Maka bermula dia Azali itu lebih umum dari pada Qadim. Maka berhimpunlah keduanya Azali dan qadim pada Zat-Nya Allah ta'ala dan sifat-sifat-Nya Allah ta'ala yang wujud. Maka dikatakan bagi Zat-Nya Allah Ta'ala akan Azali dan dikatakan bagi sifat qudrah Nya Allah Ta'ala akan Azali.


Dan terasinglah Azali pada segala hal, seperti keadaan Allah ta'ala itu yang maha kuasa (berdasarkan) di atas pendapat dengannya hal. Maka bahwa sungguh keadaan Allah ta'ala itu yang maha kuasa itu dikatakan baginya (keadaan yang Maha kuasa tersebut) akan Azali (berdasarkan) di atas ini pendapat.

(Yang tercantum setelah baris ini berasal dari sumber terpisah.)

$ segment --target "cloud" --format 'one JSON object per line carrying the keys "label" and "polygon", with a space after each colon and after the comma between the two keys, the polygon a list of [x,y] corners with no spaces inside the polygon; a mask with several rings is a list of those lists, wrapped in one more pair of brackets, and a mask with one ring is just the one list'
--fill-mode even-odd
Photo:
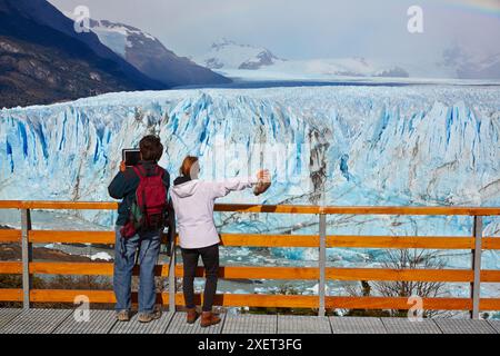
{"label": "cloud", "polygon": [[[98,19],[121,21],[158,37],[183,56],[203,53],[227,37],[264,46],[290,59],[361,56],[438,59],[460,43],[478,53],[500,52],[500,19],[453,1],[420,0],[424,32],[407,31],[408,0],[50,0],[79,4]],[[463,1],[460,1],[463,2]]]}

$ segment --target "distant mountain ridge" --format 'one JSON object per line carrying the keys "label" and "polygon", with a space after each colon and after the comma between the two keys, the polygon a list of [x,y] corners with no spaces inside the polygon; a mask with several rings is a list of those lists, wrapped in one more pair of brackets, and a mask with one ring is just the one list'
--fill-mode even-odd
{"label": "distant mountain ridge", "polygon": [[44,0],[0,0],[0,108],[167,89]]}
{"label": "distant mountain ridge", "polygon": [[328,80],[339,77],[500,79],[500,53],[472,56],[456,47],[441,60],[398,61],[363,57],[282,59],[269,49],[222,39],[196,61],[227,77],[247,80]]}
{"label": "distant mountain ridge", "polygon": [[239,44],[222,38],[213,42],[209,51],[196,61],[210,69],[258,70],[286,60],[278,58],[267,48]]}

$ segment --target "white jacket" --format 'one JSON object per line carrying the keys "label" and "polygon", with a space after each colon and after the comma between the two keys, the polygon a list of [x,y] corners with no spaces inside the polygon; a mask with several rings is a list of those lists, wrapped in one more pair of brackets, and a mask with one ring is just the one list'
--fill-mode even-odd
{"label": "white jacket", "polygon": [[213,206],[217,198],[229,192],[251,188],[257,177],[234,178],[220,182],[189,180],[171,190],[176,211],[180,246],[202,248],[220,243],[213,222]]}

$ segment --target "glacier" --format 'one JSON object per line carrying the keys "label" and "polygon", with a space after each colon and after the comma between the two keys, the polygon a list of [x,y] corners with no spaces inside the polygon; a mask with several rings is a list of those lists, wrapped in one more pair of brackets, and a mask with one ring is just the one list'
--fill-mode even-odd
{"label": "glacier", "polygon": [[[376,206],[500,206],[500,88],[339,86],[108,93],[0,111],[0,199],[109,200],[121,149],[146,134],[166,147],[172,178],[186,155],[202,178],[271,169],[262,197],[222,201]],[[269,160],[268,160],[269,158]],[[110,227],[114,211],[76,211]],[[218,214],[224,231],[317,234],[314,216]],[[499,236],[497,217],[486,234]],[[470,236],[470,217],[329,216],[328,234]],[[314,249],[274,249],[313,260]],[[380,253],[380,251],[379,251]],[[380,263],[374,250],[331,249],[339,264]],[[469,251],[449,265],[470,266]],[[487,268],[500,268],[497,251]]]}

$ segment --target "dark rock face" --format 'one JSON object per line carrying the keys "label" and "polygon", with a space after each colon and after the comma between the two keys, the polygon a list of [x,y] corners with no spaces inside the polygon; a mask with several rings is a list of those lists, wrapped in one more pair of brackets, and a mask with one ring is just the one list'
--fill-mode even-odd
{"label": "dark rock face", "polygon": [[168,88],[83,34],[44,0],[0,0],[0,108]]}
{"label": "dark rock face", "polygon": [[132,33],[128,37],[126,59],[140,71],[161,82],[176,86],[229,83],[230,79],[178,57],[158,39]]}

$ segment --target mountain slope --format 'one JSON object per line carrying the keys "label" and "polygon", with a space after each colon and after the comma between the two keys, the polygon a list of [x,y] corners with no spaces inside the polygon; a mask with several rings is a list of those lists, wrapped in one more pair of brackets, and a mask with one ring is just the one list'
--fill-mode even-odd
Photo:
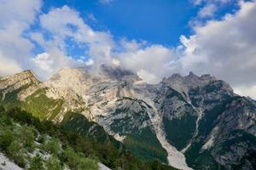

Dan tidak dikatakan baginya keadaan yang maha kuasa akan Qadim, karena ma/alasan yang telah engkau katahui (yaitu) bahwa sungguh Qadim itu tidak boleh tidak padanya qadim dari pada wujud. Dan bermula keadaan Allah yang maha kuasa itu tidak naik ia keadaan kepada derajat wujud, karena bahwa sesungguhnya keadaan tersebut itu hal.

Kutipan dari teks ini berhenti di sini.